This was not unexpected, given that other companies involved in shale announced an operating profit for the first quarter of the year. One such company that I just covered was Chesapeake (NYSE:CHK), which is generally not thought of as one of the best in the shale patch. The fact that EOG (NYSE:EOG), which developed a reputation in the shale patch as one of the best, announced a profit did not surprise me. If there is anything to be surprised of here is the fact that the operating profit was only $108 million on revenue of $2.6 billion. Chesapeake by comparison had an operating profit that was double, on similar revenue, as I pointed out in a recent article.
So why is EOG not even more profitable? The answer may lie in a comparative analysis of latest well performance data compared with many of its peers.

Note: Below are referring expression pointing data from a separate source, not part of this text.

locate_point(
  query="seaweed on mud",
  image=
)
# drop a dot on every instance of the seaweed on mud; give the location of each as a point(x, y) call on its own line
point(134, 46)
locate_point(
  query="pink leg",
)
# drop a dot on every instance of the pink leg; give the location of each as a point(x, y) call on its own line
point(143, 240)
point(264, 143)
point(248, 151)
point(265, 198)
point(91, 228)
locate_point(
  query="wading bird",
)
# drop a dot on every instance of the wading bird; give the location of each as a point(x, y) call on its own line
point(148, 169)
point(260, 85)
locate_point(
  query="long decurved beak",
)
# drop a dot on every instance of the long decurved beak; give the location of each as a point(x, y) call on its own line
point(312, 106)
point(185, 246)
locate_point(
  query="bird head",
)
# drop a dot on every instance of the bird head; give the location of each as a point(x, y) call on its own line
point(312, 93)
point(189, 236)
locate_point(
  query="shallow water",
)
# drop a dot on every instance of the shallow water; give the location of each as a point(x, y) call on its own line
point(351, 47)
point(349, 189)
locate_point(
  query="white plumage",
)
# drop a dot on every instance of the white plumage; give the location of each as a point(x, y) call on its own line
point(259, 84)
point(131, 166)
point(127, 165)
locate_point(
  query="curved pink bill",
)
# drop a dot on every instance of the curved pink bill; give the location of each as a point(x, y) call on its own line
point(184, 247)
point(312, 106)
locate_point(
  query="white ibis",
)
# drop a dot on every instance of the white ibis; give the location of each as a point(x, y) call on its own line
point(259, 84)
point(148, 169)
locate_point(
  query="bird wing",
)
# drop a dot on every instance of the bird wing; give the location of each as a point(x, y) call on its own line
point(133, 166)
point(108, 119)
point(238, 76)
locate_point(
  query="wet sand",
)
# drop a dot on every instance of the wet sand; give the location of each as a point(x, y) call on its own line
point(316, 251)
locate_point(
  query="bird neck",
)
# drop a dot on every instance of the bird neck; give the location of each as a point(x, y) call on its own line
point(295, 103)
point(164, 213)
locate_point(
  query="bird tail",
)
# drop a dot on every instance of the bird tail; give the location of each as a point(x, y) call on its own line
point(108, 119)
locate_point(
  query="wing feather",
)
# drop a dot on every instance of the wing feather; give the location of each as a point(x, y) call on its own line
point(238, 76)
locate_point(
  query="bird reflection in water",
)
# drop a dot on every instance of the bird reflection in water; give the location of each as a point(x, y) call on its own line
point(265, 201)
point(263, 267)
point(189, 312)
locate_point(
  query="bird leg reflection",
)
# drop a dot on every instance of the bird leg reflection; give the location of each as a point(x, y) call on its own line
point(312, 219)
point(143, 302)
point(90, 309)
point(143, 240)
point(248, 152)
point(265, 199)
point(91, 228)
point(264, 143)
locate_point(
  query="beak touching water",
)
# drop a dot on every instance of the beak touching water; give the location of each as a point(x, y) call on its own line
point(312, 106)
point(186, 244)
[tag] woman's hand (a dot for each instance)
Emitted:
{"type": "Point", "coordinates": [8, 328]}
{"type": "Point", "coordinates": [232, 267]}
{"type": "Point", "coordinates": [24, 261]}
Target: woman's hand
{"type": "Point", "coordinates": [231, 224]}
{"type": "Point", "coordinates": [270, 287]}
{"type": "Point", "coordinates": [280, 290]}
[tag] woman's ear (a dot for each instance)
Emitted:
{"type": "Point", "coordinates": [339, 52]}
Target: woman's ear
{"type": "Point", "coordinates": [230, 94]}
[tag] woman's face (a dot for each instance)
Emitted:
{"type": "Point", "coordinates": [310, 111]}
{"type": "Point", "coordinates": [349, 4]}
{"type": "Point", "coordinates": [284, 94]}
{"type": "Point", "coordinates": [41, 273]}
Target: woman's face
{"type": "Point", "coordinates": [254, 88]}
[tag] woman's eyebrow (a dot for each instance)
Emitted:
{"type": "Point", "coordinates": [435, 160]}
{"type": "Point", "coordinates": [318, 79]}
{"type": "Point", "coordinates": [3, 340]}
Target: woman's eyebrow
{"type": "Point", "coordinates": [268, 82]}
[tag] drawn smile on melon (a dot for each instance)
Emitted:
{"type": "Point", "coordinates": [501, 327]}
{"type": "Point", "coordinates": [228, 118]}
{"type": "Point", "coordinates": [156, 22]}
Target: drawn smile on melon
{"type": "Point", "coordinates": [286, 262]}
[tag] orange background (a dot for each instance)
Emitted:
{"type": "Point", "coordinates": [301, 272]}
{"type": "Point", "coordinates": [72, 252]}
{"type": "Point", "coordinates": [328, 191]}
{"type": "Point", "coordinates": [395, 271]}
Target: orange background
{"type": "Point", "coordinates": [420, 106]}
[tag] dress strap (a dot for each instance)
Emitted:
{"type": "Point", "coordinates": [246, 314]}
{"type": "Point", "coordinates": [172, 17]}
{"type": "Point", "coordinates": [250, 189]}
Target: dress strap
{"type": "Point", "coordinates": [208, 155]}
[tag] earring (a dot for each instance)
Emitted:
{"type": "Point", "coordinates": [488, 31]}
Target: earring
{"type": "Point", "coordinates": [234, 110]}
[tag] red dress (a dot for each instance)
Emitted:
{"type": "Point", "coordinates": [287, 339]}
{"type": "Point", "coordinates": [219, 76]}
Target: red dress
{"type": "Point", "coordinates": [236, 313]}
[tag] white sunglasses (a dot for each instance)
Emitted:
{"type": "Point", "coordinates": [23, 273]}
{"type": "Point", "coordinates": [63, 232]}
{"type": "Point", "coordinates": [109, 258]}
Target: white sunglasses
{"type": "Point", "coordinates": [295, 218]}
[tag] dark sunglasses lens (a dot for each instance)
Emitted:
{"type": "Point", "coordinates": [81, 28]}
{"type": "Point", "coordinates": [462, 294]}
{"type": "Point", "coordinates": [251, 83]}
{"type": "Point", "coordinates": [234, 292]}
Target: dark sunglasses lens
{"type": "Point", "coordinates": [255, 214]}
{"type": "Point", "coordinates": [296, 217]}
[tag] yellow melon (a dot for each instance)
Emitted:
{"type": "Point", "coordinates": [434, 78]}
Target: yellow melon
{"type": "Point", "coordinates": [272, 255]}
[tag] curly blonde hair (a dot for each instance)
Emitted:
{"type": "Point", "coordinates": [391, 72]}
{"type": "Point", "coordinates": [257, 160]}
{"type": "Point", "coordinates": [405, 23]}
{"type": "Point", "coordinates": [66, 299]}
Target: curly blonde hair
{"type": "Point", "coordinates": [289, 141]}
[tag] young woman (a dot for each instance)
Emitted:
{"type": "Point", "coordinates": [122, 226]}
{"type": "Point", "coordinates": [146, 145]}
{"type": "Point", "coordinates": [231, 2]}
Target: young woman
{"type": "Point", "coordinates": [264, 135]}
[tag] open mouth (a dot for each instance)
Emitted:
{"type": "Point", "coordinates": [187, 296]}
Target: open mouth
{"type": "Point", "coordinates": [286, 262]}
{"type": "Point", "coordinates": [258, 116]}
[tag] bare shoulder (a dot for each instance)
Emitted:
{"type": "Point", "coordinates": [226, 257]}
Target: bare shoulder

This of course does not tell the entire story, because there are other factors, such as capital & interest costs per well, as well as operating costs. It is nevertheless a decent indicator of what one might expect in terms of profitability.
I chose Diamondback (NASDAQ:FANG) and Cimarex (NYSE:XEC) as comparisons, because they are Permian operators, which happens to be the hot shale field right now. EOG on the other hand relies to a great extent on the two fields which since 2014 have been exposed to be far less profitable than claimed by industry and analysts, namely Eagle Ford and Bakken. It is true that EOG is sitting on some of the more coveted core acreage within these two fields. Even so, there is a clear pattern emerging showing that EOG, which was often thought of as the safe shale bet, which can be profitable at a reasonable price level, may not necessarily be such a top performer anymore, relatively speaking.
It is true that the chart above does not tell the whole story in terms of product mix, which obviously affects the revenue per Boe, or the cost of drilling, which affects the capital costs. Operating costs also make a very significant difference, as does the financial situation of each company. Even taking all those considerations into account however, it is hard to argue that EOG's wells in the Bakken, producing only slightly above 700 b/d in the first 30 days will come close to some of the better plays in the Permian, such as Diamondback's Midland wells, which also produce mostly crude oil.
EOG's Eagle Ford play may see a gradual decline in profitability.
EOG's most important play historically speaking is its Eagle Ford acreage, which includes acreage in Karnes county which has been the most important oil producer in the field by far.
There are currently over 6,800 drilled wells in Karnes county, meaning that there is now an average of about nine wells per square mile. I have no doubt that thousands more wells will be drilled in this county, and EOG will play a big role in that. While I am not sure just how saturated EOG's Karnes county acreage is, the fact that its acreage dominates the oil window of the county suggests that EOG does not have much further room to drill there.
As we can see, EOG acreage dominates the Karnes county oil window. It also has significant acreage in Gonzales county, which is known for superior production per well. Gonzales is also one of the top Eagle Ford oil producers. It is in core places such as this that EOG managed to build its reputation as a top shale company in terms of not only size but also potential profitability. EOG's own data gives us a clear indication of this as it divides its Eagle Ford data in East & West. Karnes and Gonzales counties are in the Eastern part.
As we can see, the Western part has significantly lower production per well, despite much longer laterals. If we take a step back and contemplate this information, it means that EOG's Eagle Ford acreage, which is a major part of its overall business is about to get a whole lot less profitable as it moves away from drilling from more profitable counties such as Karnes and Gonzales and moves more into the less profitable counties in the Western part of its Eagle Ford acreage.
It is true that EOG is sort of staying ahead of this problem, including through acquisition of new drilling opportunities in the Delaware basin and Northwest Shelf through its deal with private company Yates. Through such deals EOG is set to become less dependent on its currently very important Eagle Ford acreage. Nevertheless, the end of the golden era of its prime Eagle Ford acreage production may still have a significant negative effect on the overall profitability of this shale champion going forward. It remains to be seen whether the new areas will pay for themselves or not.